2023 on track to be the hottest year on record, say scientists

Wildfires advance towards the eastern town of Palma de Gandia in Valencia, Spain, on 3 November 2023
Wildfires advance towards the eastern town of Palma de Gandia in Valencia, Spain, on 3 November. Photograph: Andreu Esteban/AP

The world is set to have been hotter in 2023 than in any other year on record, scientists have declared, before a landmark climate summit this month.

“We can say with near certainty that 2023 will be the warmest year on record, and is currently 1.43C above the pre-industrial average,” said Samantha Burgess, the deputy director of the Copernicus Climate Change Service. “The sense of urgency for ambitious climate action going into Cop28 has never been higher.”
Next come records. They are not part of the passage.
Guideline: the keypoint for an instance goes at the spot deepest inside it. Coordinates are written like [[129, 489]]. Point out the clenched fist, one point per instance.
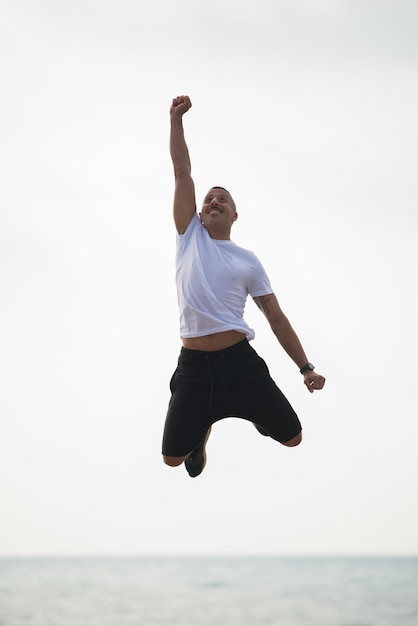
[[180, 105]]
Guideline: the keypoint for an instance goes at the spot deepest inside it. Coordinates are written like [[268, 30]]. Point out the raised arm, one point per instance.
[[184, 194], [288, 339]]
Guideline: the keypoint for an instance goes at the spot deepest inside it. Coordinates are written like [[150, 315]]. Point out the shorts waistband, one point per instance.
[[198, 355]]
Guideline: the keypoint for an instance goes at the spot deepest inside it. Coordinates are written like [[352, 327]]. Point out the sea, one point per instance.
[[209, 591]]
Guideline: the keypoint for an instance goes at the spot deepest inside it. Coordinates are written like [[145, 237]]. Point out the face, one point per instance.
[[218, 211]]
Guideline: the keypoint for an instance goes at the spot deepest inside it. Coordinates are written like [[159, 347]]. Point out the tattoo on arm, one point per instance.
[[263, 303]]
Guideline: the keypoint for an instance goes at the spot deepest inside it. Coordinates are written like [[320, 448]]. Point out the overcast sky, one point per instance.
[[306, 112]]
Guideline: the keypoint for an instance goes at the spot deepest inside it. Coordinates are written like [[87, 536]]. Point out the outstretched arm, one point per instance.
[[184, 193], [287, 337]]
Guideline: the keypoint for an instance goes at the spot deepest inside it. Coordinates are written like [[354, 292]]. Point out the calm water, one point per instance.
[[207, 591]]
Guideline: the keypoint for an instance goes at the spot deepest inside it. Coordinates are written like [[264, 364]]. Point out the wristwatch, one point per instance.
[[307, 368]]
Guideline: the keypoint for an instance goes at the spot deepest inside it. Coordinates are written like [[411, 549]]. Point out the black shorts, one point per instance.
[[209, 386]]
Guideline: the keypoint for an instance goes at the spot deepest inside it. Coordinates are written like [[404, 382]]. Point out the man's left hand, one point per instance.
[[313, 381]]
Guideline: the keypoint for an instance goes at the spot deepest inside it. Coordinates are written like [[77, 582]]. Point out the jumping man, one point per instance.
[[219, 374]]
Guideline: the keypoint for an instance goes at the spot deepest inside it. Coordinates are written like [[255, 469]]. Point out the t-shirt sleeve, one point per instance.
[[259, 283]]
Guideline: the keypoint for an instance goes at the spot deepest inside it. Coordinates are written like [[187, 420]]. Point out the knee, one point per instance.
[[174, 461], [295, 441]]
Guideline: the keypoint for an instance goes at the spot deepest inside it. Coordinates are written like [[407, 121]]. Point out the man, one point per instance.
[[219, 374]]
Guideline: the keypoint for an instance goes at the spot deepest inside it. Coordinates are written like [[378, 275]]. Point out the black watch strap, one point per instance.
[[307, 368]]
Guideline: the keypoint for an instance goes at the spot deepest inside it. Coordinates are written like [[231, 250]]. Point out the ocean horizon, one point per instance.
[[183, 590]]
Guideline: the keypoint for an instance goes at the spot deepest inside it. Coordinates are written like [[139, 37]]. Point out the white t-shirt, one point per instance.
[[213, 278]]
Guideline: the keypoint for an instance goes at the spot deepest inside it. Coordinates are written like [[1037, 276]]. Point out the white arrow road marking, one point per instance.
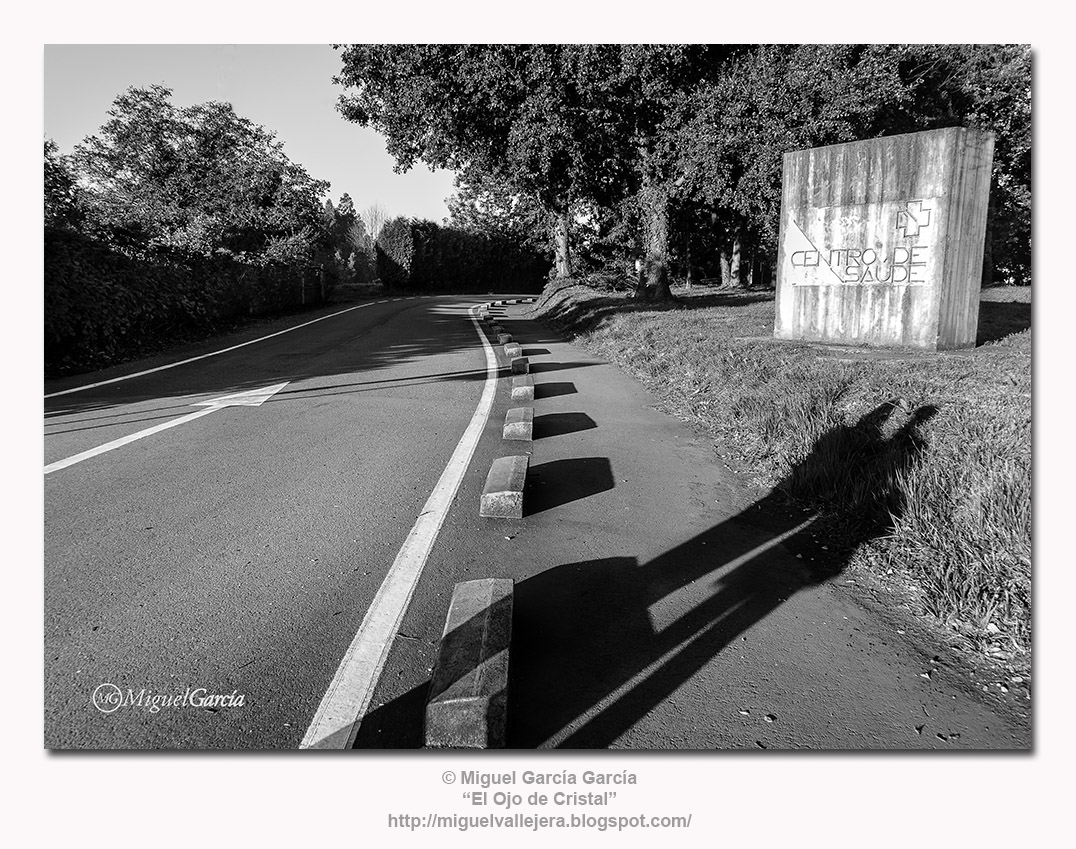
[[252, 398], [344, 704]]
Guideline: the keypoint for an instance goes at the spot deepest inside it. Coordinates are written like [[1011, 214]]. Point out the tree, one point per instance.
[[727, 135], [201, 180], [485, 204], [534, 117], [373, 218], [61, 190]]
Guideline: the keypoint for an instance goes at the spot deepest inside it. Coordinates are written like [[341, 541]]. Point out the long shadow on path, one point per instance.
[[588, 662]]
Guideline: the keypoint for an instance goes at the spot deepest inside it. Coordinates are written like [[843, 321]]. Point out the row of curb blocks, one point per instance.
[[467, 706]]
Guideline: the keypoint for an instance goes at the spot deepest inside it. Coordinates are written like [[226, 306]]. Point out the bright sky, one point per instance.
[[286, 88]]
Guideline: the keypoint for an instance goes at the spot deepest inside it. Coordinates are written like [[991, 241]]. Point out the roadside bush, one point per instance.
[[103, 306]]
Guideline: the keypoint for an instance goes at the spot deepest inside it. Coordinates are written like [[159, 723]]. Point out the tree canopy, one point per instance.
[[674, 145]]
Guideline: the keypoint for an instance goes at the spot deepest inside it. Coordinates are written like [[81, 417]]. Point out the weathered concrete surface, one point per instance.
[[467, 707], [523, 388], [503, 495], [881, 240], [519, 423]]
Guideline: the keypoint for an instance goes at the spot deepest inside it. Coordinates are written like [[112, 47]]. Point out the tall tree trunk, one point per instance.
[[563, 246], [988, 253], [735, 266], [726, 264], [655, 222], [687, 258]]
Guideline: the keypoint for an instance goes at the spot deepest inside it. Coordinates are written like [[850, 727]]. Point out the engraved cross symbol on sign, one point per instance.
[[912, 220]]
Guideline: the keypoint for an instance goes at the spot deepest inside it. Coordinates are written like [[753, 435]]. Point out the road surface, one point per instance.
[[237, 549]]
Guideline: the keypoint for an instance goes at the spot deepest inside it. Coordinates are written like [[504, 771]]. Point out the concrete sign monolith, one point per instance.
[[881, 240]]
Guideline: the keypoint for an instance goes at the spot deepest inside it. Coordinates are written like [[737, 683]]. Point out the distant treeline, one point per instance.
[[171, 222], [671, 154], [422, 256]]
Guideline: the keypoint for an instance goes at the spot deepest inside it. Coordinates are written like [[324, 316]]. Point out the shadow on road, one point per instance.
[[553, 388], [560, 424], [564, 481], [355, 345], [598, 645]]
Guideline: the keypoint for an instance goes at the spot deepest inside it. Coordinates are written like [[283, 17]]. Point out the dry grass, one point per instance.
[[921, 461]]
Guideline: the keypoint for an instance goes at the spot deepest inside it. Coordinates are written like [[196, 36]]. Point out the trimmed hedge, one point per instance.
[[103, 307], [421, 255]]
The Copernicus scientists found last month was the hottest October on record globally, with temperatures 1.7C above what they were thought to have been during the average October in the late 1800s.

By burning fossil fuels and destroying nature, humans have pumped heat-trapping gases into the atmosphere that have raised the temperature of planet by 1.2C since the Industrial Revolution. The global temperature anomaly for October 2023 was the second highest across all months in its dataset, the scientists found, behind only the month before.

“The fact that we’re seeing this record hot year means record human suffering,” said Friederike Otto, a climate scientist at Imperial College London. “Within this year, extreme heatwaves and droughts made much worse by these extreme temperatures have caused thousands of deaths, people losing their livelihoods, being displaced etc. These are the records that matter.

“That is why the Paris agreement is a human rights treaty, and not keeping to the goals in it, is violating human rights on a vast scale.”

At a summit in Paris eight years ago, world leaders promised to try to stop the planet heating by 1.5C by the end of the century. But current policies are set to heat it by about 2.4C.

Akshay Deoras, a meteorology research scientist at the University of Reading, said: “The sizzling October 2023 is another unfortunate example that shows how temperature records are getting shattered by a humongous margin. Global warming due to increased greenhouse gas emissions and El Niño in the tropical Pacific Ocean are hitting the planet really hard.”

Record heat last month left scientists stunned. They expect the extreme temperatures to have been driven by a powerful mix of greenhouse gas pollution, the return of the natural weather pattern El Niño, and a handful of other factors including a drop in sulphur pollution and a volcanic eruption in Tonga.

Copernicus said El Niño conditions had continued to develop but that the temperature anomalies so far were lower than those reached during previous strong events in 1997 and 2015.

“It is frightening to see that the global temperature since June 2023 is much warmer than that during the second half of 2015, when El Niño was much stronger,” said Deoras. “Our planet continues to pass through unfortunate milestones in its meteorological history, and it won’t be surprising to see new records in subsequent months.”

On Wednesday, the World Meteorological Organization said the current El Niño was expected to last until at least April 2024. Since the effects of an El Niño typically play out the year after it forms, experts say it is likely that 2024 will be even hotter.

Copernicus found the average global mean temperature between January and October 2023 was the highest on record. It beat the 10-month average for 2016 – the current record holder for the hottest year – by 0.1C.

Richard Allan, a climate scientist at the University of Reading, said: “Only with rapid and massive cuts in greenhouse gas emissions, across all sectors, can we avoid these repeating headlines of record-breaking warmth and, more importantly, limit the growing severity of wet, hot and dry extremes that accompany a rapidly warming world.”